Petersmann: Wir definieren uns als Unternehmen im Spannungsfeld zwischen Tradition und Innovation. Entsprechend ist unsere Strategie. Fujitsu beschreibt sich selbst als IT-Gesamtanbieter im Wandel zur Digital Transformation Company. Wir sind Treiber von Innovation und Digitalisierung; gleichzeitig bleiben wir ein verlässlicher Partner bezüglich konventioneller IT, Produkten und Services. Bis 2023 rechnen wir damit, dass Fujitsu etwa zwei Drittel des Umsatzes mit herkömmlichen Produkten und Services erwirtschaftet. Rund ein Drittel des Umsatzes wollen wir dann im Zusammenhang mit neuen Technologien generieren. Dazu gehören beispielsweise Digital Annealer, KI-, AR- oder IoT-Lösungen. Bei KI gehören wir zu den Top 10 weltweit bezüglich der angemeldeten Patente. Gleichzeitig sind wir ein Anbieter mit starken Partnern. Wenn wir Lösungen für Kunden entwickeln, sind wir dabei absolut anbieterneutral. Für die Zusammenarbeit wählen wir den Partner aus, dessen Angebot am besten auf den Kunden und zur geplanten Lösung passt.
CW: Und weshalb hat sich der Fokus auf den Bereich Financial Services verstärkt?
Petersmann: Als IT-Infrastruktur-Anbieter hatte Fujitsu immer enge Geschäftsbeziehungen mit Unternehmen aus dem Finanzsektor. Wir haben beispielsweise in Europa eines der grössten Systeme für kontaktloses Bezahlen ausgerollt, mit 30'000 Geräten an 11'500 Standorten. Allerdings erfordert die Digitale Transformation immer mehr spezifisches Know-how für die Branche, in der man als Anbieter eine Rolle spielen will. Für eine optimale Kundenbetreuung hat Fujitsu deshalb entsprechend dedizierte Geschäftsbereiche geschaffen – einer davon ist Financial Services.

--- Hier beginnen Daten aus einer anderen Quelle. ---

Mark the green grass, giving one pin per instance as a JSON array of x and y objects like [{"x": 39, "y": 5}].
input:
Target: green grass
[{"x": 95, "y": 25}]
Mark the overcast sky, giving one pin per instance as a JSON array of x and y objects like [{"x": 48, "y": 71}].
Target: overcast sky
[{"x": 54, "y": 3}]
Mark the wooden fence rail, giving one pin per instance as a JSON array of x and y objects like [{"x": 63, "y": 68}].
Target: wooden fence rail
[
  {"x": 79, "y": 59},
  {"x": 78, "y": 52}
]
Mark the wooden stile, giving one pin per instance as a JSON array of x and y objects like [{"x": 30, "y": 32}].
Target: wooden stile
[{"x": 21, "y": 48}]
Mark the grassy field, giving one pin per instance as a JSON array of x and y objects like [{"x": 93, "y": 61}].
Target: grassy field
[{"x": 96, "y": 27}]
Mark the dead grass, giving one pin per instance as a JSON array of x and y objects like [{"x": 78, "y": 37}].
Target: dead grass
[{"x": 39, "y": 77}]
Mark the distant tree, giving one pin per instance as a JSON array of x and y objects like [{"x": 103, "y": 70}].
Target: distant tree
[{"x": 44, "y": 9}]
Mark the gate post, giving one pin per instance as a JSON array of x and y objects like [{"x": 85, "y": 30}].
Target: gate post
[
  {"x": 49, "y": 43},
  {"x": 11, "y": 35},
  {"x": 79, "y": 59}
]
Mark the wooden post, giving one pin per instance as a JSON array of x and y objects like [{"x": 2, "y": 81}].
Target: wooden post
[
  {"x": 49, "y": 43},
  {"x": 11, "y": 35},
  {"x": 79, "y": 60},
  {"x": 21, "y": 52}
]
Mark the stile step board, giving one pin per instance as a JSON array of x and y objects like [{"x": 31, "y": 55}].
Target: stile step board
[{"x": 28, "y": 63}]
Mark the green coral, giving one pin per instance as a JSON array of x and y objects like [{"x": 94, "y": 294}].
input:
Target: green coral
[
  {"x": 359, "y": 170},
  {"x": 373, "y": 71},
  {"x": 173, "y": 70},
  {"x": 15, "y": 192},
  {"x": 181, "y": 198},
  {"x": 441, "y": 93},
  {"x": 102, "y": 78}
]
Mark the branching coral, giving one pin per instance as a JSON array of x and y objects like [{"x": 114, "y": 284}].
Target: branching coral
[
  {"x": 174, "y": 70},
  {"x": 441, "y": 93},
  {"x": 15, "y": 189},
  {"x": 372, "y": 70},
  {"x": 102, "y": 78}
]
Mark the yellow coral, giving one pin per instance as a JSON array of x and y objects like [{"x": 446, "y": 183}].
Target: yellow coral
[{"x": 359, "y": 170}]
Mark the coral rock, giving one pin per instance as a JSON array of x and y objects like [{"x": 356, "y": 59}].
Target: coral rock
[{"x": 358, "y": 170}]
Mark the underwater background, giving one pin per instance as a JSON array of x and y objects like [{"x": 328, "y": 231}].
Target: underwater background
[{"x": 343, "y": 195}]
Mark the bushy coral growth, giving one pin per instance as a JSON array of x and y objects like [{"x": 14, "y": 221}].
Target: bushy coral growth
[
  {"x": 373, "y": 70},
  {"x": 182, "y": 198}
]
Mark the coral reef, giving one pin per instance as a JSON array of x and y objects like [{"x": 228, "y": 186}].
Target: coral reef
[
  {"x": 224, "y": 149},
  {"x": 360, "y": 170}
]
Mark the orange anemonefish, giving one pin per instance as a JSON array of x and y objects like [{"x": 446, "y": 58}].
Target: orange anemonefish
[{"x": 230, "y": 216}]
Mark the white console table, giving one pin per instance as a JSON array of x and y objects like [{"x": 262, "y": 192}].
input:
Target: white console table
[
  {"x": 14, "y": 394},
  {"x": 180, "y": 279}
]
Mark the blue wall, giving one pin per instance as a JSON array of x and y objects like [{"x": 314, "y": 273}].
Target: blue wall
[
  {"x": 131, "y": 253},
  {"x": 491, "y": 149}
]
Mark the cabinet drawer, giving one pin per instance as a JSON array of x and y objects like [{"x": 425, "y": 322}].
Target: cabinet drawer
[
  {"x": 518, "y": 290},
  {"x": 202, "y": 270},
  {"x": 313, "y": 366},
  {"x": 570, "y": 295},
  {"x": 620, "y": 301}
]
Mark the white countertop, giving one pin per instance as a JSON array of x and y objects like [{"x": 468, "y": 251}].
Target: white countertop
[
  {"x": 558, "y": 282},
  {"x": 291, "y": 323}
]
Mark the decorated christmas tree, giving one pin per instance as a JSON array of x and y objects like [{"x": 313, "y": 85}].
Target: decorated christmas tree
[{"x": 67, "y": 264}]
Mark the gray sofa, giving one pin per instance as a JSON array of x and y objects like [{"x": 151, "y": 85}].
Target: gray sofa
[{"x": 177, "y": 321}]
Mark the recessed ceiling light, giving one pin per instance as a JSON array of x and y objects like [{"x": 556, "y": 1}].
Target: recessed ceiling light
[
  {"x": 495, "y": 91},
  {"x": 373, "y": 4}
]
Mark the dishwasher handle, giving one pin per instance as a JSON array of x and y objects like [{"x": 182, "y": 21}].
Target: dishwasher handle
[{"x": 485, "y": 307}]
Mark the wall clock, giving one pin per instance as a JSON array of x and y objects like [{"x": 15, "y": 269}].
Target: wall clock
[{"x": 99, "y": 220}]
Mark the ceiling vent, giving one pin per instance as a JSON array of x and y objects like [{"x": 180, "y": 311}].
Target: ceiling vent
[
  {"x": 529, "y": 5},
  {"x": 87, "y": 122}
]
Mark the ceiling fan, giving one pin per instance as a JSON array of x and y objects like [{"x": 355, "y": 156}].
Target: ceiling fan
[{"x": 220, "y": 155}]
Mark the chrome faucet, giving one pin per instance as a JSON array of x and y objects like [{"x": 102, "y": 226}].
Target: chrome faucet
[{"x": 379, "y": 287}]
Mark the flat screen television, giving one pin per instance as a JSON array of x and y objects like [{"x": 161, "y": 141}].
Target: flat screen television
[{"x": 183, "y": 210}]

CW: Die Finanzbranche ist stark reglementiert. Das erfordert hohes Fachwissen. Woher haben Sie die Fachkräfte für die Banken-IT?
Petersmann: Wir sind uns der speziellen Anforderungen bewusst, die es für den Finanzsektor braucht. Deshalb haben wir auf Ebene Central Europe und auch regionale Compliance-Teams aufgebaut. Diese Kollegen setzen sich mit den fachlichen Anforderungen der Finanzmarkt- und Regulierungsbehörden auseinander. Für die Zukunft planen wir Customer Compliance Circles in jedem Land, damit auch die Kundensicht verstärkt einfliesst. Banken haben diesbezüglich viel Interesse. Qualifizierte Fachkräfte sind immer ein Thema. Hier haben wir verschiedene Ansätze: Fujitsu verfügt über ein eigenes Inkubator-Team. Da werden Trendthemen verfolgt und ab einem sehr frühen Zeitpunkt entsprechend Fachkräfte entwickelt. Darüber hinaus ist die generelle Weiterbildung interner Mitarbeiter ein Schwerpunkt. Und natürlich suchen wir gezielt nach Arbeitskräften auf dem Markt.
CW: Welche wesentlichen Entwicklungen prägen die Future of Finance?
Petersmann: Dazu gehört der digitale Zahlungsverkehr mit all seinen Möglichkeiten. Das betrifft die Frage der Sicherheit bei Transaktionen, die einfache Anwendung und die Plattformunabhängigkeit. Insbesondere in Zeiten niedriger Zinsen geht es auch um die Optimierung von Kosten und Risiko durch Digitalisierung; beispielsweise beim Portfolio Management. Auf Basis von Technologien wie IoT, Big Data oder KI werden Lösungen entstehen, die einerseits voll automatisiert laufen und gleichzeitig eine starke Individualisierung von Geschäftsprozessen erlauben. Banken und Versicherungen werden auf Basis der ihnen zur Verfügung stehenden Daten neue digitale Produkte generieren. Ein Beispiel dafür kann in Zukunft das Thema der dynamischen Anpassung oder der einfache Wechsel von Versicherungspolicen sein: sekundenschnell, an das Profil des Versicherungsnehmers angepasst und ohne Beteiligung eines Mitarbeiters der Versicherung.